Est-ce pour moderniser l’enseignement qu’on enfume tout ? La modernité a donné ses limites à la fin des années soixante quand les mathématiques sont devenues modernes. Moi, j’étais un cobaye et j’ai totalement décroché des maths à ce moment-là. Heureusement, j’étais une littéraire, une vraie avec latin même si à cette époque, on ne jurait déjà que par les bacs scientifiques.

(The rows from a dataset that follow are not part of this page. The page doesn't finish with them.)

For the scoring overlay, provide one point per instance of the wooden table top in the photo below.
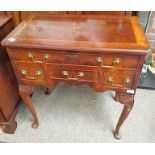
(96, 33)
(4, 19)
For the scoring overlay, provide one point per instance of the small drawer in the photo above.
(30, 72)
(59, 57)
(75, 73)
(119, 78)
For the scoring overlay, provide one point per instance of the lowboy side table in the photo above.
(107, 53)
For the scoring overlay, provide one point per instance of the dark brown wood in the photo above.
(106, 53)
(9, 95)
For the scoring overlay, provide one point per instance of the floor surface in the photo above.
(79, 114)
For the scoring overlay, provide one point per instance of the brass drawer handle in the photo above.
(37, 74)
(127, 81)
(31, 56)
(117, 61)
(65, 73)
(110, 79)
(100, 60)
(81, 74)
(72, 56)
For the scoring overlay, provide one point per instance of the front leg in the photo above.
(128, 101)
(25, 93)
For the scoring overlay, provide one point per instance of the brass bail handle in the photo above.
(31, 56)
(37, 74)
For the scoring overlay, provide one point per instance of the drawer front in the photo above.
(119, 78)
(103, 60)
(30, 72)
(76, 73)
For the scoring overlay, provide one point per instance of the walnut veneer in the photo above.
(104, 52)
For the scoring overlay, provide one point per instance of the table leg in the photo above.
(25, 93)
(128, 101)
(116, 97)
(48, 91)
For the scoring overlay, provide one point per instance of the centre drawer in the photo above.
(75, 73)
(30, 72)
(59, 57)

J’ai été aussi une enfant sur qui on a testé la méthode globale en 1957-1958 : elle a bien marché sur moi mais sur combien d’autres élèves a-t-elle porté ses fruits ? N’empêche que bien que sachant lire au C.P., j’ai refait une année pour rien avec la vieille méthode B.A./BA. Mes enfants ont appris avec une méthode semi-globale. Où en est-on aujourd’hui pour la lecture ?

L’apprentissage de la langue pour les élèves socialement défavorisés, celui qui permet de lire et de penser (de s’intégrer), grâce à l’analyse des mots et des propositions, de leurs fonctions, semble peu tourmenter les novateurs. Ces intellectuels veulent briller, se rendre intéressants, innover, s’auto-féliciter, satisfaire la paresse des uns et la cuistrerie des autres. Peu importent les résultats, ils ont casé leur «savoir» ; ils l’ont bien étalé. Tant pis pour les élèves ! (Les enseignants ne font qu’appliquer les consignes ; les directives et les innovations viennent d’en haut.)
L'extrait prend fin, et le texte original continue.